Sister Ann? Nobody took her seriously. Well, almost nobody, maybe Brother Edwin did. But a killer? The idea worked its way around her mind as she tried to fit it with her image of the old woman. The ranting so full of violent images, the tired phrases she parroted that everybody had heard so many times they'd lost their meaning. No one listened. A crack shot. A neighborhood joke. A crazy old woman. A clown.

A clown. Hell, Seraphy thought, we should have known. All those old stories about the evil behind the painted smile. John Wayne Gacy loved clowns.

And Tito—who gave HIV to Maria, then abused and abandoned her when she told him she was carrying his child. Sister Ann's bond with the child, part frustrated mother, part religious duty, had reverberated with old wrongs and awakened the old need for revenge that had roots in her South American experiences thirty years before. Her Sisters. The girl she loved. A man who preyed on women.

Cholo, Juan and Hector? She saw them threaten Seraphy in the alley. She had seen the old woman watching. Those morons bragged they'd kill her, signing their own death warrants.

But what about Manny? Sweet, gentle, loser Manny, one of Sister Ann's rescued, surely Manny was no predator. Living upstairs from Sister Ann with the other homeless men she sheltered, he had seemed on close terms with his landlady. Why would she kill Manny?

Unless her intended victims were Chico, Berto and Bobo, the Lobos leader and his cohorts who attacked her the day before. Especially Chico. Why Manny, not Chico? Chico, Berto and Bobo. Maybe Manny had followed the old woman that night? Got between her and her quarry? All three punks were around that night. She'd seen them, back in the shadows at the edge of the crowd, watching Sister Ann identify Manny.

Sister Ann had arrived rather quickly.

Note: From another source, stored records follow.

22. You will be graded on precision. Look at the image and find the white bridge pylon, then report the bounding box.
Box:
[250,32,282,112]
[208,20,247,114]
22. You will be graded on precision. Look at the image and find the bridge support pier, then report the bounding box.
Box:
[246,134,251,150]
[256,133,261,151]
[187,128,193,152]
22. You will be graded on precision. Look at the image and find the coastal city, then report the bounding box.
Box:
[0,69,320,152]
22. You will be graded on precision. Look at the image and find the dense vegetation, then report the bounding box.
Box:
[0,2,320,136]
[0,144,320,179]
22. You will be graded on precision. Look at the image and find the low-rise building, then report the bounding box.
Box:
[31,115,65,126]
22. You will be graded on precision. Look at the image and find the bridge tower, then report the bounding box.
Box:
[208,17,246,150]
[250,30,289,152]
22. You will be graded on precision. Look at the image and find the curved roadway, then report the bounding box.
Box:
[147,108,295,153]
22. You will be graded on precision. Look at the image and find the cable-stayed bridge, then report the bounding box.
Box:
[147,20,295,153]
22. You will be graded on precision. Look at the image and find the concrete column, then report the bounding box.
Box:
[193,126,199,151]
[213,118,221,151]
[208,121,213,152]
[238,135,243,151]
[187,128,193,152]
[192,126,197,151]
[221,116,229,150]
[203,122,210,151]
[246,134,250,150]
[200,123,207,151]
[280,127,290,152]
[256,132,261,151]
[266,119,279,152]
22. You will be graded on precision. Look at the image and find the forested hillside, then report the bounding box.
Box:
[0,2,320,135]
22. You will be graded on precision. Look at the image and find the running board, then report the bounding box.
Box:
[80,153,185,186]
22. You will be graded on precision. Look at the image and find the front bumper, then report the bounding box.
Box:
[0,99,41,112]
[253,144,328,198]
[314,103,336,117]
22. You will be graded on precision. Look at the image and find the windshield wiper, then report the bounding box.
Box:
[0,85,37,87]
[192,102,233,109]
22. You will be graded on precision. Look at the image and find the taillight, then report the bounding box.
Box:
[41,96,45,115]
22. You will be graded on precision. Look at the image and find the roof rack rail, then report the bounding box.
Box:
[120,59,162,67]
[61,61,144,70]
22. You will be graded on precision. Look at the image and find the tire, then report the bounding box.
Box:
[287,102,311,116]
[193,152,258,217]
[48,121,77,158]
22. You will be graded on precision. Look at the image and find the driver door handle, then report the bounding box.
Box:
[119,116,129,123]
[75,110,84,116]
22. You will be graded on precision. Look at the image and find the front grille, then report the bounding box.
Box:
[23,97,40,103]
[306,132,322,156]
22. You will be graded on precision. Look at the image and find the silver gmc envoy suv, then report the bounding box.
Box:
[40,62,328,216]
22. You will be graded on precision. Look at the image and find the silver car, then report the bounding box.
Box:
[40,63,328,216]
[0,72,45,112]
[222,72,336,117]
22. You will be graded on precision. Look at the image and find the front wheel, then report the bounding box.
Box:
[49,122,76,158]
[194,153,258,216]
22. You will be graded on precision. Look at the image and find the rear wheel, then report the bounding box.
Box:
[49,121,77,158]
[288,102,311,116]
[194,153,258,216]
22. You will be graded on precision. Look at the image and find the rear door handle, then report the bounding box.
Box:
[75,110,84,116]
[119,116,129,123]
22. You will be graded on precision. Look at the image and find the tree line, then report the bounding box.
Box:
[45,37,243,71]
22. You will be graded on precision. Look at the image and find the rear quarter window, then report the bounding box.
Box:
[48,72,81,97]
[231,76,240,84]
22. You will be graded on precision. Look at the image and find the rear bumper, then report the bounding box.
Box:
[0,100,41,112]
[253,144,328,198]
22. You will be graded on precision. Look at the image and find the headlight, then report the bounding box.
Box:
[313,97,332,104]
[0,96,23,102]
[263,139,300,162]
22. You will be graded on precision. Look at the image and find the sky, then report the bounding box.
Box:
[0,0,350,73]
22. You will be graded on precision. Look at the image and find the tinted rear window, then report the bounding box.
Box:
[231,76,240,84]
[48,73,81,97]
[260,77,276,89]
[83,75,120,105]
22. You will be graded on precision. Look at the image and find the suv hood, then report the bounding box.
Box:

Or had she been there all the time? How long had Chico and his followers been there? What if she'd lured them to the lot and Manny followed and tried to stop her from shooting? Or maybe she'd been patrolling, looking for the gang members, and Manny followed her? Too many maybes.

Coming
upon a St. Luke's ambulance at Cortez and Western, Seraphy followed it to Sister Ann's. Maria must have fallen into her final coma. Seraphy jumped out of her car in front of her loft and ran upstairs to grab her phone, punching in Markowicz's number on the way down.

At the door she glanced down the street. Shit. This was it.

“Markowicz.”

“Seraphy Pelligrini. I know who killed Tito and the others, you need to get here now.”

Chico was leaning on the fender of the old car, his followers squeezed in around him, waiting to open fire the moment El Duque set foot on their territory.

“What? No way. I'm downtown, at a conference, the mayor's here, and a whole lotta hoo-haws. Can it wait?” As she watched, two ambulance attendants wheeled a gurney up Sister Ann's walk.